Tuesday, June 21, 2016

Alignments and phylogenetic reconstruction in linguistics and biology


In a very interesting article from 2009 (Morrison 2009), David discusses the question of why phylogeneticists would "ignore computerized sequence alignment". This article was really interesting to me for two reasons: First, the article provides some interesting statistics regarding the degree to which biologists manually adjust the alignments that were automatically produced by software. Second, the article points to the seemingly strange situation in biology in which tree-building is considered to be a task that can be entirely carried out by machines, while the majority of scholars would not trust their final sequence alignments to a computer (Morrison 2009: 150).

This situation finds a direct analogon in historical linguistics. Phylogenetic reconstruction is gaining more and more ground, with many scholars applying (mostly Bayesian) phylogenetic tools to analyze their data (Indo-European: Bouckaert et al. 2012, Tupí-Guaraní (South America): Michael et al. 2015, Japonic: Lee and Hasegawa 2011, Pama-Nguyan (Australian): Bowern and Atkinson 2012, Semitic: Kitchen et al. 2009, Bantu: Grollemund et al. 2015, etc.). Fully automated workflows involving automatic sequence comparison are also practiced (Holman et al. 2011, Jäger 2015, Wheeler 2015), but many linguists remain sceptical regarding their results.

One major difference between biology and linguistics is the selection of comparanda. Biological methods usually derive phylogenetic trees from multiply aligned sequences. Linguistic methods derive trees from sets of homologous (cognate) words (cognate sets) distributed across languages whose evolution is modeled as a process of word-gain and word loss (similar to gene-family gain-loss-studies in biology). While biologists fiddle with their alignments, linguists fiddle with their cognate sets. Cognate identification is exclusively done manually at the moment, and scholars use all kinds of information about word relations that they can get, be it etymological dictionaries, which have been published for more than 200 years, or the intuition of the expert who is annotating the data for cognacy.

Identification of cognate sets in linguistics is essentially a task of sequence comparison (List 2014), and algorithmic as well as manual procedures involve the multiple and the pairwise alignment of words (even if it is done only implicitly by human experts). Compared to biology, sequence comparison in historical linguistics is exacerbated by two factors:
  • alphabets (phoneme systems) in linguistics are themselves mutable (Geisler and List 2013), so that when aligning two words we need to find both a mapping between the two alphabets, translating one alphabet into the other, plus a scoring function by which we can score the alignment,
  • regular sound change (the process by which the phoneme system is changed) and sporadic sound change (the process by which a sound is sporadically assimilated, lost, or added) are not the only processes that contribute to change of words in the lexicon, and morphological change (by which whole blocks of meaningful parts of a word are re-arranged, exchanged, lost, or added) yields patterns that are essentially unalignable.
The problem of finding the correct mapping between two alphabets in linguistics is further exacerbated by language contact: If languages exchange words on a large scale, then this may have a huge impact on the system of the languages, and it may even introduce new sounds to a language that were not there before (thanks to English, German has now the sound [dʒ], as in journalist or job). If borrowing is frequent enough, it may get close to impossible to judge from comparing the words alone, whether two words in different languages have been transferred directly (vertically) from an ancestral language, or laterally.
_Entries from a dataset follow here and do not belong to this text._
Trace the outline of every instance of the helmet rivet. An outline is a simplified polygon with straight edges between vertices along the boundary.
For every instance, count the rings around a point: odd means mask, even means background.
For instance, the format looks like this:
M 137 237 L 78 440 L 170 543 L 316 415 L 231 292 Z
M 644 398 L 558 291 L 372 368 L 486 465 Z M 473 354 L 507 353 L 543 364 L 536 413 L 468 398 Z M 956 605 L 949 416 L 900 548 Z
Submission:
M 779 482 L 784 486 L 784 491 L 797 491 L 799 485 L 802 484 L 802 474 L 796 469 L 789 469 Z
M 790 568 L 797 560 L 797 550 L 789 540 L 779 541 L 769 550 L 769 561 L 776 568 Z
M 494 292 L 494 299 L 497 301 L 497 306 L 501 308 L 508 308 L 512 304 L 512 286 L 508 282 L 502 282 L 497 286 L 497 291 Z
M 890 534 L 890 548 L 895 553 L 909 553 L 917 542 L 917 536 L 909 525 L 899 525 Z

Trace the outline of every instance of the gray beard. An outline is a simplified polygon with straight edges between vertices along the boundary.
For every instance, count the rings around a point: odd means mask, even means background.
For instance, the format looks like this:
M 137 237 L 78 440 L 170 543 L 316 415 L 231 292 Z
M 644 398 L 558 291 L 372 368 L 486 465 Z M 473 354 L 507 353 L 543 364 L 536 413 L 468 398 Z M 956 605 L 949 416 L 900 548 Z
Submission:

As a result, it is probably understandable why linguists often refuse to carry out full alignments of the words in their data. An alignment itself does not necessarily tell us much, compared to all of those processes that an expert infers when comparing language data, which are not alignable.

As an example, let us consider the word for "sun" in six Indo-European languages. Since "sun" is a very basic concept, probably fundamental for all human cultures, experts assume that this word was present as *séh₂u̯el- in Indo-European (an asterisk indicates that the word is not reflected in written sources), and that it was retained as Russian солнце [sɔnʦə], Polish słońce [swɔnjʦɛ], French soleil [sɔlɛj], Italian sole [sole], German Sonne [sɔnə], and Swedish sol [suːl] (Wodtko et al. 2008). An obvious alignment, reflecting the surface similarity between all of these words, would be the following one (taken from List 2014: 135):

Alignment based on sequence similarity.

This alignment, however, is by no means correct. Russian [sɔnʦə] and Polish [swɔnʲʦɛ], for example, share a common suffix, which is reflected as [nʦə] in Russian and as [nʲʦɛ] in Polish, and which was innovated in the the common ancestor of Russian and Polish, but is not present in either of the four other languages. So the [n] in German [sɔnə] is essentially not homologous with the [n] in Russian or the [nʲ] in Polish. The same applies to the [ɛj] in French [sɔlɛj] which reflects a diminutive suffix in Latin sol-iculus "small sun", the regular ancestor form of French soleil. Furthermore, the [w] in the Polish word regularly corresponds to the [l] in French, Italian, and Swedish, but it reflects a swap (metathesis) in the order of the vowel and the consonant in Polish — [sɔl] became [slɔ] which became [swɔ]).

Taking all (and more) of this into account, we need to modify our alignment to account more closely for the processes that experts have inferred from intensive language comparison, as shown in the next figure below (taken from List 2014: 135). In this alignment, the swap in Polish is reflected by the white font of the sounds involved, and gray-shaded columns are supposed to reflect the oldest layer of homology.

Historically informed alignment.

However, even this alignment is essentially misleading. The Indo-European word for "sun" supposedly had a complex paradigm in which the word's stem was alternating in the nominative (and accusative) case and the other cases (oblique cases). So, nominative and accusative used the stem *sóh₂u̯el-, while the other cases used the stem *sh₂én-. The Russian, Polish, French, Italian, and the Swedish form go back to the former, while the German form goes back to the latter, since it is further assumed (or it can be assumed) that the alternation was still preserved in the ancestor of Swedish and German.

This means, however, that our alignment above shrinks to an alignment in which only the first letter, the s, is still reflected in all languages! The following graphic (taken from List 2016) illustrates the processes that led to the current situation for four of our six languages:

Morphological processes of lexical change.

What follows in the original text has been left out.